As several folks (including myself) have noted, the AP has established a couple of new practices that undermine its claim to independent, objective and reliable reporting. It's not just the practice of publishing articles before events happen. The use of "Analysis" to posture as "news" completely blurs the lines between reporting and opining.
This morning I was surprised to see this pop up as a headline Analysis:McCain talks unity while allies attack. It sounds like something that AP would put out, but it appears to be attributed to "RNC News" which confused me. After all, why would Yahoo! blatantly take on the roll of stenographer for the Republican National Committee and publish press releases as if they were actual news?
I clicked on the link and this is where I landed....
Update: As pointed out in comments, the RNC link is separated by a | indicating it is not an attribution, just incredibly ironic. Maybe Yahoo! is doing its own editorializing.

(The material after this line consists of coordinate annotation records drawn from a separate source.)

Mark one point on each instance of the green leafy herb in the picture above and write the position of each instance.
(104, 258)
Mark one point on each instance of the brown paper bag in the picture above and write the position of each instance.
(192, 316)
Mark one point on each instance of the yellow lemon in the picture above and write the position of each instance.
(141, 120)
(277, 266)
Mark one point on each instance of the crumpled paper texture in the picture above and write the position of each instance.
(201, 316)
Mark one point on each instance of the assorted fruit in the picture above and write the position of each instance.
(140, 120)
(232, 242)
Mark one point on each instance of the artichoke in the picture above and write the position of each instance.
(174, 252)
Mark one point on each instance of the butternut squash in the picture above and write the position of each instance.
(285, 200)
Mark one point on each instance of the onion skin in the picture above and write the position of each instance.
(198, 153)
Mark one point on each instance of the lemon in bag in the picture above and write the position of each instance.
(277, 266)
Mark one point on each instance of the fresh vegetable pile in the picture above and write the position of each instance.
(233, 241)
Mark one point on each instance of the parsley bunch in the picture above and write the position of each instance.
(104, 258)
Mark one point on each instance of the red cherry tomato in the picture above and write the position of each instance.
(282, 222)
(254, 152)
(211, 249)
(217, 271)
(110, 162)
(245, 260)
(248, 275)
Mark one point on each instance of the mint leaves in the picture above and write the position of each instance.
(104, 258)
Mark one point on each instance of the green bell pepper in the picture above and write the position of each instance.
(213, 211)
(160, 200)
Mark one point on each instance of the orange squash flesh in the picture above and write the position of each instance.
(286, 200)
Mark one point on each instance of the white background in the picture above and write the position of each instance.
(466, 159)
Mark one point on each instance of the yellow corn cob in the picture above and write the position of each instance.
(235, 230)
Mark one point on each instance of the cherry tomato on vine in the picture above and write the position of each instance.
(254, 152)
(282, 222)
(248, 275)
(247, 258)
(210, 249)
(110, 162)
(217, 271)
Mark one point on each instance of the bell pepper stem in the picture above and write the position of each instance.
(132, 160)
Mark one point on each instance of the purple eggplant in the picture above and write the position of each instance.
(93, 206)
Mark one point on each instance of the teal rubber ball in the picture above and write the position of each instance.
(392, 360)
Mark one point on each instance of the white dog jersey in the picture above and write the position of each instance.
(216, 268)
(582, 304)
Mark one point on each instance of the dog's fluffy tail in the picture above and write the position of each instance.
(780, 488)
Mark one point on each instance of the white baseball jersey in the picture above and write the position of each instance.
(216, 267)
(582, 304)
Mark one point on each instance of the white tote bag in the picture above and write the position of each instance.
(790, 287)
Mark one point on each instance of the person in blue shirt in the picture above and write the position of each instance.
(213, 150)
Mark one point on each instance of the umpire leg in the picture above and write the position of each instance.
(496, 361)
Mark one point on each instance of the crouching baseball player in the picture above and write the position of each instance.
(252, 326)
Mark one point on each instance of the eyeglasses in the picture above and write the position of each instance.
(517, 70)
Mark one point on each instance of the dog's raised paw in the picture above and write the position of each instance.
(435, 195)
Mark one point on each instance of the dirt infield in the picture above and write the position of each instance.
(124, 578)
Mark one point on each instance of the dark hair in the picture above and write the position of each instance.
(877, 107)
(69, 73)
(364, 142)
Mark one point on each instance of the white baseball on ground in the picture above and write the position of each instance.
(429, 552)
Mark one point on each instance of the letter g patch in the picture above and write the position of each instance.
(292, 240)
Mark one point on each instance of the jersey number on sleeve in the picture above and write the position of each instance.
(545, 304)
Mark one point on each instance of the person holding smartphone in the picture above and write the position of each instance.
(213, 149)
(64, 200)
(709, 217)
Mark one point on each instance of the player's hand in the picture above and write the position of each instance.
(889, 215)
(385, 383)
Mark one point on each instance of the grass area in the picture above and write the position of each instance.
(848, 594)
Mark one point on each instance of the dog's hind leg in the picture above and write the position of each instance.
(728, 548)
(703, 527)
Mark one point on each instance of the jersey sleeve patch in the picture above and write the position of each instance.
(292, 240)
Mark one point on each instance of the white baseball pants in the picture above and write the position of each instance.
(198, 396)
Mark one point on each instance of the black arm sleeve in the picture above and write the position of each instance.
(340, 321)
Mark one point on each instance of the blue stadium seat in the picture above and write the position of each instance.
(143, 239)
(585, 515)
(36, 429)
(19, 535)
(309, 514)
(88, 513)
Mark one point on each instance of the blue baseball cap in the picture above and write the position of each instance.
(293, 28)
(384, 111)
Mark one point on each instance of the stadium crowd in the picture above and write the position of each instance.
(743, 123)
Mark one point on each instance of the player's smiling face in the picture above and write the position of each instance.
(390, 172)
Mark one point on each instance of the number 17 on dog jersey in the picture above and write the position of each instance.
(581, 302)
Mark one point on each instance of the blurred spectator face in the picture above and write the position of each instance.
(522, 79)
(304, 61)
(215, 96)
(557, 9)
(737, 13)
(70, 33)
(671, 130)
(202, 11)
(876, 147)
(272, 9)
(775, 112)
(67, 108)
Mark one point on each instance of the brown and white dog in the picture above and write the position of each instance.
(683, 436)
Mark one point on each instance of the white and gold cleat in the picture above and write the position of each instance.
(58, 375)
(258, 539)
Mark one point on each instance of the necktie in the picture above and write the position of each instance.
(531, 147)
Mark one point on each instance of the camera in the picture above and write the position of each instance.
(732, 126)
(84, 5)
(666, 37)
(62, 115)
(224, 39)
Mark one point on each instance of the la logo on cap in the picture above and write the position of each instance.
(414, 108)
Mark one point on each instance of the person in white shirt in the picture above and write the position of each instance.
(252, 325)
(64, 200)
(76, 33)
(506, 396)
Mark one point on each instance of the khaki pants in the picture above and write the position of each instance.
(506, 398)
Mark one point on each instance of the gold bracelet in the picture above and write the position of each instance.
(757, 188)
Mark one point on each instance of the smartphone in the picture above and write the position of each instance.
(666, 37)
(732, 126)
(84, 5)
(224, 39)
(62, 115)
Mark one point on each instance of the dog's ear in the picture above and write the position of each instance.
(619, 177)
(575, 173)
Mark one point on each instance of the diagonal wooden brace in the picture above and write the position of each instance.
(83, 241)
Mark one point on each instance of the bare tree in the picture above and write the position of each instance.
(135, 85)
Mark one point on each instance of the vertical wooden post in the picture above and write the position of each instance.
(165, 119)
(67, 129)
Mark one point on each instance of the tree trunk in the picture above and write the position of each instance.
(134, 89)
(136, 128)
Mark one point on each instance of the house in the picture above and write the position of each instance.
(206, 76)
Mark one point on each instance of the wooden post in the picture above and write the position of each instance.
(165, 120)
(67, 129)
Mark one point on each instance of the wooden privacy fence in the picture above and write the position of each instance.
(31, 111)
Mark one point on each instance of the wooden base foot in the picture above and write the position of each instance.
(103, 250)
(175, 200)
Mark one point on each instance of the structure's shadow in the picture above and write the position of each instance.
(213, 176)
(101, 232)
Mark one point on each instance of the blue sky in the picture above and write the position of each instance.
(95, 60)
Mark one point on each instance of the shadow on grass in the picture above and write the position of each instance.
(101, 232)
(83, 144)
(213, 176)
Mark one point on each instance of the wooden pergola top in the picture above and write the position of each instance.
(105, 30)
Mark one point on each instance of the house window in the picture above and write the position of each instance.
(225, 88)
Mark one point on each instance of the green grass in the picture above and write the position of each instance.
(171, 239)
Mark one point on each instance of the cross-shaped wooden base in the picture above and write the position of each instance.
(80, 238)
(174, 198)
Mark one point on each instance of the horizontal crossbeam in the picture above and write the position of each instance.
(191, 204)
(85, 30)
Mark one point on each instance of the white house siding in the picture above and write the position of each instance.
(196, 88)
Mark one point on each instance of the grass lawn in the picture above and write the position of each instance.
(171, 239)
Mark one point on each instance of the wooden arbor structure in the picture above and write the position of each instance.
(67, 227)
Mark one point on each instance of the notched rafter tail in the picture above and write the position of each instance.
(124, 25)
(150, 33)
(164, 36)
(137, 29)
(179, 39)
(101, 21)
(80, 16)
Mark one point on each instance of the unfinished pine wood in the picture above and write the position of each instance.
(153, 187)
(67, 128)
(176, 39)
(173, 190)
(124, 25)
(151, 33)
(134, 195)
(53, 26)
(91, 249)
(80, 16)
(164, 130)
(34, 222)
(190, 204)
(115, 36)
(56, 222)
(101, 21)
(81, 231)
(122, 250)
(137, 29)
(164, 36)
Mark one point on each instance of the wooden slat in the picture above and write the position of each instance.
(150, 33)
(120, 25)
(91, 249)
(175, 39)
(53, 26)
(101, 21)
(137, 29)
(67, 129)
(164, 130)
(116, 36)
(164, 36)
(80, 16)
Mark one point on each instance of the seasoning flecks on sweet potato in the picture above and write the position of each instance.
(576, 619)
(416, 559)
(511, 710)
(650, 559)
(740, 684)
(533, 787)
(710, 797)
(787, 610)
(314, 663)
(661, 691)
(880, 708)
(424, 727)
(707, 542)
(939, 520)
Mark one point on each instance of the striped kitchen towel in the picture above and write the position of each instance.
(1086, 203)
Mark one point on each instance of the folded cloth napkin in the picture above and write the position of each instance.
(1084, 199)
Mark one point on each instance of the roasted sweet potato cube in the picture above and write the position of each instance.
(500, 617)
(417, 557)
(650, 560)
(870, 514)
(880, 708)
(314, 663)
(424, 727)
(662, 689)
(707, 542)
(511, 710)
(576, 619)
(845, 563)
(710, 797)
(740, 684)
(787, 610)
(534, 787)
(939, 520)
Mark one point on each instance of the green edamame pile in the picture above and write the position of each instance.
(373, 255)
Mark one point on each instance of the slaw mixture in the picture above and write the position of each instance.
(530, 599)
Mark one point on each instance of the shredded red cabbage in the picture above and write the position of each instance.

The article itself is classic Fournier. You can see it here and here. I put the two links in because the first will decay over time, but for now it will show the propagation of this "news" as seen through the eyes of Ron Fournier.
What I love about his pretzel logic is how classically Republican it is:
The fierceness of McCain's surrogates allowed him to serve up red meat to his partisan convention crowd while keeping his hands unbloodied. The next night he stood before the country as a statesman-in-waiting, pledging to reach across the same partisan divide that his allies had widened.
And he was able to call himself a maverick, and define the term without a whiff of irony: "What it really means is I understand who I work for. I don't work for a party. I don't work for a special interest. I don't work for myself. I work for you."
I guess "irony" isn't what it used to be either.